新体制となり迎える初めての春
失敗を恐れない選手たちが雪辱を期す

2023年秋季大会後に監督が変わり、新体制となった昭和一学園。助監督や責任教師として長くチームに携わる中島勇気教諭が監督に就き、選手たちは指導者らと密にコミュニケーションを取りながら前向きに個々の課題と向き合っている。

■目覚ましいチームの成長

昨夏は2回戦で駒大高に2対5で敗れ、7年ぶりの初戦敗退。
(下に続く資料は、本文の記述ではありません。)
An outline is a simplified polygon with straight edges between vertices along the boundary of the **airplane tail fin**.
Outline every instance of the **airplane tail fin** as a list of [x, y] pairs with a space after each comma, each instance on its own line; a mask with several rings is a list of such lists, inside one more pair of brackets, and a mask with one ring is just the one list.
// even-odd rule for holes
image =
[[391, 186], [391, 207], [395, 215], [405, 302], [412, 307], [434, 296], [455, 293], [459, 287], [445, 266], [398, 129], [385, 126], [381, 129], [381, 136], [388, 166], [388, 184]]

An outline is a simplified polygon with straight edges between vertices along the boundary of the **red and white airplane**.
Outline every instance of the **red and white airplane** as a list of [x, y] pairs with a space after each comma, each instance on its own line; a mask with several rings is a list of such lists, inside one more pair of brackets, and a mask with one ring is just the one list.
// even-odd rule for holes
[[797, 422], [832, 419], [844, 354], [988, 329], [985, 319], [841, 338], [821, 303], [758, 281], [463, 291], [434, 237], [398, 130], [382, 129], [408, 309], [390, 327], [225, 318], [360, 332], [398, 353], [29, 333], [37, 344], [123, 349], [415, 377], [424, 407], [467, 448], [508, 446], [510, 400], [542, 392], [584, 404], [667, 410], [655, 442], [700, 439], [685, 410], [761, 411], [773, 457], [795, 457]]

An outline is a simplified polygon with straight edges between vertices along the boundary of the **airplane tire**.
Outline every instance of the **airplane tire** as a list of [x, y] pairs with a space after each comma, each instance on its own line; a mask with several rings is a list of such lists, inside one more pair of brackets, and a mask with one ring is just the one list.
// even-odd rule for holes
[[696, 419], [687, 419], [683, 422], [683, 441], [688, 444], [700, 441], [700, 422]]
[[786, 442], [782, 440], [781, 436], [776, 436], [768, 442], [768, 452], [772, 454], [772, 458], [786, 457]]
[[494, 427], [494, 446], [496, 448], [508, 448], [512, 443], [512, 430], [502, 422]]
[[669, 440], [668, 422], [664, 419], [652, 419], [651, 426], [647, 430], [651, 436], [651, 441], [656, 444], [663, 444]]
昨秋は一次予選で武蔵野北に9対6で競り勝ったが、大東大一に2対3で惜敗した。秋季大会終了後に2014年秋からチームを指揮した田中善則監督が退任。社会人シダックス時代に故野村克也氏のもとでコーチを務めた田中監督からバトンを受けた中島監督は「選手やチームは毎日成長している。『こんなに短期間で伸びるのか』と感じ、12月は特に楽しかった。指導陣だけではなく、選手たちも成長を実感していると思う」と手応えを感じ始めている。

■監督が全幅の信頼を寄せるスタッフ陣

中島監督は大学卒業後、昭和一学園に着任。助監督や責任教師としてチームに携わり、多田倫明監督、田中監督を支えた。2人の監督から学んだことも取り入れ、選手たちには自分たちで考え行動する“自走”を求めている。「少しずつ自分たちで課題や練習の目的を考えるようになり、表情も生き生きとしている。選手から指導陣への提案も増えてきた」と成長に目を細める。田中勇人助監督、木内将貴顧問は共に同校OBで中島監督の教え子。そして高橋悠介責任教師は、中島監督の桐朋時代の同期だ。頼もしいスタッフ陣が指揮官を支えている。選手たちと年齢が近い指導者も多く、練習中は選手と指導者が密にコミュニケーションを取る。時には指導者もトレーニングに交じり、共に汗を流しながらレベルアップを図っている。

■悔しい思いを晴らすシーズンに

エース右腕の有馬朋吾主将(3年)は力感のないフォームからの速球やスライダー、フォークを効果的に活用し「総合力で勝負する」。有馬に加え、伸びのある速球やくせ球が持ち味の佐藤空輝(3年)、怪我から復帰目前の木村俊介(3年)など複数枚の投手が控える。野手の中心は中軸を任される岸野真也(3年=内野手)、松田朋己(3年=外野手)、青木琢翔(3年=外野手)。岸野と松田はチームの副主将も務め、青木は長打力もあり、力強いスイングが持ち味だ。中島監督は「選手たちにはミスをした時こそ前向きに、うまくなるチャンスだと伝えている」とグラウンドでの失敗もむしろ歓迎している。有馬主将は「監督やコーチが『失敗しながら学んでいこう』という雰囲気をつくってくれるので、グラウンドでは恐れずに挑戦できている。個人としてもチームとしても、悔しい思いをたくさんしてきたので、雪辱を果たすシーズンにしたい」と意気込んでいる。昭和一学園の下剋上が始まる。